Alors que le projet de budget de l’Etat 2021 devrait être voté au cours du mois de décembre par la Chambre des Députés, les syndicats nationalement représentatifs CGFP, LCGB et OGBL expriment leur opposition à la modification de la législation concernant l’indexation des salaires prévue par ce même projet. En effet, le gouvernement souhaite sortir la taxe CO2 nouvellement introduite de l’indice des prix à la consommation, et donc neutraliser l’effet que cette taxe aura sur les prix des produits pétroliers au niveau du panier de consommation, à la base de l’indexation des salaires.

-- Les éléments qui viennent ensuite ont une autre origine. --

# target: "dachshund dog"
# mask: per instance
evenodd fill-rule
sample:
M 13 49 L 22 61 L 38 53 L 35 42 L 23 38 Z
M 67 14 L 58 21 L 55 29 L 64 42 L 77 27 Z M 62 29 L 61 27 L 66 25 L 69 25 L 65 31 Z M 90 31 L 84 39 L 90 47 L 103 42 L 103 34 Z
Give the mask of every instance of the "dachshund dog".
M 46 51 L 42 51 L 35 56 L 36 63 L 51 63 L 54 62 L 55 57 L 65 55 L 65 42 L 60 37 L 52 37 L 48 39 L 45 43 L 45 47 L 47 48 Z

Il est choquant que cette mesure, qui répond à une revendication patronale, n’ait été évoquée à aucun moment lors du discours sur l’Etat de la Nation du Premier ministre ni lors du discours du ministre des Finances à l’occasion du dépôt du projet de budget. Il en résulte l’impression que le gouvernement veut modifier l’index « en cachette ».
Il est vrai que l’actuelle contribution « changement climatique » (plus connu sous le nom de « Kyoto-Cent ») était déjà neutralisée au niveau de l’indice des prix. Cette neutralisation faisait partie des mesures de manipulation de l’index qui avaient été retenues par la Tripartite nationale en 2006 pour faire face un prétendu dérapage de l’inflation, qui ne s’est jamais matérialisé par la suite. Comme la désindexation des allocations familiales, la neutralisation du « Kyoto-Cent » au niveau du panier à la base de l’indexation des salaires a été une mauvaise décision et aurait dû être levée il y a longtemps.
L’impact retardataire d’une neutralisation de la taxe carbone sera toutefois beaucoup plus fort que celui du « Kyoto-Cent », étant donné que l’impact financier de la nouvelle taxe carbone est bien plus élevé que celui de la contribution existante qui sera intégrée dans la nouvelle taxe. Ainsi, en ce qui concerne l’essence, on passe de 2,5 ct sur le litre à 6,9 ct, pour le diesel, on passe de 3,5 ct. à 8,4 ct. (ces deux montants sont à lire hors TVA, puisque la taxe CO2 sera aussi soumise à la TVA) au 1er janvier 2021. Il est déjà prévu d’augmenter ces montants encore en 2022, puis en 2023.
Pour la CGFP, le LCGB et l’OGBL, il est inacceptable de manipuler ainsi l’indexation des salaires, sans réelle motivation indiquée. Il est à rappeler par ailleurs que les accises font partie intégrante du dit « panier de la ménagère ». La nouvelle taxe carbone devrait aussi y figurer, pour refléter l’évolution des prix réels payés par les consommateurs. Rappelons à cet égard que l’index n’est en soi ni une mesure de politique sociale, ni une mesure de redistribution des richesses, ni un instrument de la politique environnementale, mais seulement un mécanisme permettant de maintenir le pouvoir d’achat réel.
D’ailleurs la gratuité des transports publics introduite le 1er mars 2020, qui aura un effet retardataire certain sur le déclenchement de la prochaine tranche indiciaire, n’a pas été neutralisée au niveau du panier.
Le gouvernement s’était engagé dans son programme de coalition à ne pas modifier le système actuel de l’indexation. Or, la sortie de la taxe CO2 du panier de la ménagère constitue une manipulation indirecte de l’index. Les trois syndicats nationalement représentatifs appellent donc le gouvernement à amender son projet de budget et à supprimer la neutralisation de la taxe CO2 au niveau de l’indexation des salaires.
Aux yeux des syndicats, les compensations sociales pour la nouvelle taxe restent insuffisantes. En même temps, il faut éviter une double charge pour le contribuable, qui non seulement se voit imposer une nouvelle taxe, mais est en même temps privé d’une compensation pour cette hausse du coût de la vie au niveau de l’index. Les syndicats ne s’opposent pas à une politique volontariste en matière de protection du climat, bien au contraire, mais elle part dans la mauvaise direction si elle est créatrice de nouvelles inégalités sociales.